A guided side-by-side tour of every packer mode the maldev project ships, from the original v0.61 PE/ELF in-place transform to the v0.69 318-byte all-asm bundle. Run the snippets against a single toy payload (exit 42 shellcode) and watch the resulting binary sizes and on-disk artefacts evolve.

Aimed at someone learning what these techniques actually cost and what they actually give.

The fixture: a 12-byte shellcode

Every variant below packs the same minimal Linux x86-64 shellcode:

xor edi, edi    ; clear arg
mov dil, 42     ; arg = 42
mov eax, 60     ; sys_exit
syscall

12 bytes, calls _exit(42). Succeeding runs are visible by checking $?.

Variant 1 — `transform.BuildMinimalELF64` (raw)

Just wrap the shellcode in a kernel-loadable ELF, no packer logic.

out, _ := transform.BuildMinimalELF64(exit42Shellcode)
os.WriteFile("v1-raw", out, 0o755)
// 132 bytes — the canonical Brian-Raiter "tiny ELF" shape.

Attribute	Value
Total size	132 B
Stub asm	0 (none)
Encryption	none
.text RWX	yes (single PT_LOAD)
Process tree	1 binary
/proc/self/maps	one anonymous-ish PT_LOAD
Pedagogy	Brian Raiter (2002): the smallest legal ELF

Variant 2 — `WrapBundleAsExecutableLinux` (all-asm)

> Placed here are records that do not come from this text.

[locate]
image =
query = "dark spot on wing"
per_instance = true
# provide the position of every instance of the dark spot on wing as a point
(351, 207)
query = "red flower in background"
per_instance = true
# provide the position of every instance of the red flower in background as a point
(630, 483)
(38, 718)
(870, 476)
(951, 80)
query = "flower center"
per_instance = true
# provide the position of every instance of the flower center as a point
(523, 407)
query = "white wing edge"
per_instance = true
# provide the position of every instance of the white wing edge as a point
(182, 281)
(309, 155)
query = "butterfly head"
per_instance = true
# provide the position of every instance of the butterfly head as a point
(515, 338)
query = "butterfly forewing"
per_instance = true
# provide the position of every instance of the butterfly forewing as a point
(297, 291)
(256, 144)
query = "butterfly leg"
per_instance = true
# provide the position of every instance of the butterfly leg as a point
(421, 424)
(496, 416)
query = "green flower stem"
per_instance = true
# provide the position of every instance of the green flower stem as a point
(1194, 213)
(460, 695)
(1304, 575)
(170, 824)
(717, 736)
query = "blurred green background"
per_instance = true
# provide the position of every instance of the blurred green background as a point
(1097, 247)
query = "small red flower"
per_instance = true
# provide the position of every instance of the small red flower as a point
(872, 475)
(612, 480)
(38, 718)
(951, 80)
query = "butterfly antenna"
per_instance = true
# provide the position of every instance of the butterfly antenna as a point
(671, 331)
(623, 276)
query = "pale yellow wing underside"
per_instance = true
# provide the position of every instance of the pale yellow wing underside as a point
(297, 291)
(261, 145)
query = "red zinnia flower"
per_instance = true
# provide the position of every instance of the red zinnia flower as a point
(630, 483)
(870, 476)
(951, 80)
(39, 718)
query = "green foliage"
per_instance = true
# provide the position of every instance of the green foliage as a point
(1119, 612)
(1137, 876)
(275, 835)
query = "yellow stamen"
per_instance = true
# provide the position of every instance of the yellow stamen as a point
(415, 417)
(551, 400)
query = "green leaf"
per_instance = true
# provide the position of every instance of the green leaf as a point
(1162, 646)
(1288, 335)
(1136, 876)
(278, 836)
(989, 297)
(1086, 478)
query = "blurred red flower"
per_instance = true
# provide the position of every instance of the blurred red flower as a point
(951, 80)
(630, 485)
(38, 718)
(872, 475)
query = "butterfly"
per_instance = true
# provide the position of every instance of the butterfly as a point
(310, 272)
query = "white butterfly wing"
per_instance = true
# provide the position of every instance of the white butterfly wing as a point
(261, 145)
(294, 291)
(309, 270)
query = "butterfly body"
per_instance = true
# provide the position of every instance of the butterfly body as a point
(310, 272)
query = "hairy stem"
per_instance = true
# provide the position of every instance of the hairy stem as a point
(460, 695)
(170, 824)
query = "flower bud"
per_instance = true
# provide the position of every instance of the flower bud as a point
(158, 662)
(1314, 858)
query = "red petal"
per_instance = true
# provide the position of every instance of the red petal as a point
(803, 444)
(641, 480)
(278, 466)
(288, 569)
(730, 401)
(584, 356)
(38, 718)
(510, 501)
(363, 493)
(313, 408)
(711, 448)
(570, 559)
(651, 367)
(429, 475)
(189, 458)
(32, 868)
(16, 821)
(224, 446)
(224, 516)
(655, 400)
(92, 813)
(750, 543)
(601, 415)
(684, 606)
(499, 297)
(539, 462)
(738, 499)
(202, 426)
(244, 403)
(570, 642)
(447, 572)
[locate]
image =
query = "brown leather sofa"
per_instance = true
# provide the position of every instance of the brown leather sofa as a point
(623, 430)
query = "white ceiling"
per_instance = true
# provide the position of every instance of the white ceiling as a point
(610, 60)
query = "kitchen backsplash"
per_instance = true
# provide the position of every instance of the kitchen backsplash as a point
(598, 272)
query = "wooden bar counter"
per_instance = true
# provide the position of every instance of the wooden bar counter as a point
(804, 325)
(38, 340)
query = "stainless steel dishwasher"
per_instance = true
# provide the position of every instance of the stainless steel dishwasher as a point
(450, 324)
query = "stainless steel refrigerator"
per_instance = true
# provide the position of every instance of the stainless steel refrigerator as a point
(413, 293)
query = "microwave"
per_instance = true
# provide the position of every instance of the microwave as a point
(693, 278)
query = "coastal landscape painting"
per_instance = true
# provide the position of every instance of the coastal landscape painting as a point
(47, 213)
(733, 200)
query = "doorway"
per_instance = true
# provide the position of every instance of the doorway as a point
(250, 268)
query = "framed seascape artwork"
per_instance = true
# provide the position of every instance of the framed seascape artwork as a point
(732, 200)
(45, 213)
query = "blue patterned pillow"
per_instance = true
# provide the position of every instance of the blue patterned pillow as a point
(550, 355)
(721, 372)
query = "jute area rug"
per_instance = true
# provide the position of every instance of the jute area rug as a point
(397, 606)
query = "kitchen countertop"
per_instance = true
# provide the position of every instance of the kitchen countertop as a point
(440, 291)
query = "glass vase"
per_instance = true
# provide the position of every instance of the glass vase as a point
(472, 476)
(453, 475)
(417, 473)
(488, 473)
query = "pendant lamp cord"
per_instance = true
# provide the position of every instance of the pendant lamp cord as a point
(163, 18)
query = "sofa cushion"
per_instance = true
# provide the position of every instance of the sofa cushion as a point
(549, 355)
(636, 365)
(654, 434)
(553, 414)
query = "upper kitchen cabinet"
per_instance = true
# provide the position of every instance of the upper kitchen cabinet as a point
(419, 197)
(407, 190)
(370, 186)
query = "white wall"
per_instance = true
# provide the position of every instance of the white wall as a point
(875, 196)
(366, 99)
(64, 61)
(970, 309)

bundle, _ := packer.PackBinaryBundle(
    []packer.BundlePayload{{
        Binary: exit42Shellcode,
        Fingerprint: packer.FingerprintPredicate{
            PredicateType: packer.PTMatchAll,
        },
    }},
    packer.BundleOptions{},
)
out, _ := packer.WrapBundleAsExecutableLinux(bundle)
os.WriteFile("v2-allasm", out, 0o755)
// v0.72.0: 441 bytes for 1-payload PTMatchAll, 548 bytes for a real
// 2-payload Intel-vs-AMD vendor-aware dispatch.

Attribute	Value
Total size (1-payload)	441 B
Total size (2-payload vendor-aware)	548 B
Stub asm	160 B hand-rolled (PIC + CPUID + scan loop + 12-B vendor compare + XOR-decrypt + JMP)
Encryption	XOR rolling 16-byte key
Predicate eval	PT_MATCH_ALL + PT_CPUID_VENDOR (with all-zero = wildcard)
.text RWX	yes (single PT_LOAD)
Process tree	1 binary
/proc/self/maps	one PT_LOAD
Pedagogy	real multi-target asm dispatch

The 548-byte 2-payload bundle breaks down as:

  120 B  ELF header + lone PT_LOAD Phdr
  160 B  stub asm (PIC + CPUID + scan loop + decrypt + jmp)
   32 B  BundleHeader
   96 B  2 × FingerprintEntry (PTCPUIDVendor each)
   64 B  2 × PayloadEntry     (DataRVA + DataSize + 16-byte key)
   ~76 B  encrypted payload data + small struct alignment
  ─────
  ~548 B

That's ~14× smaller than the 7.6 KiB minimum for a bare gcc -static -no-pie hello-world, while doing real CPUID dispatch across two target predicates. The trade-off: payload must be position-independent shellcode (the stub jumps directly into it; PE/ELF headers would crash).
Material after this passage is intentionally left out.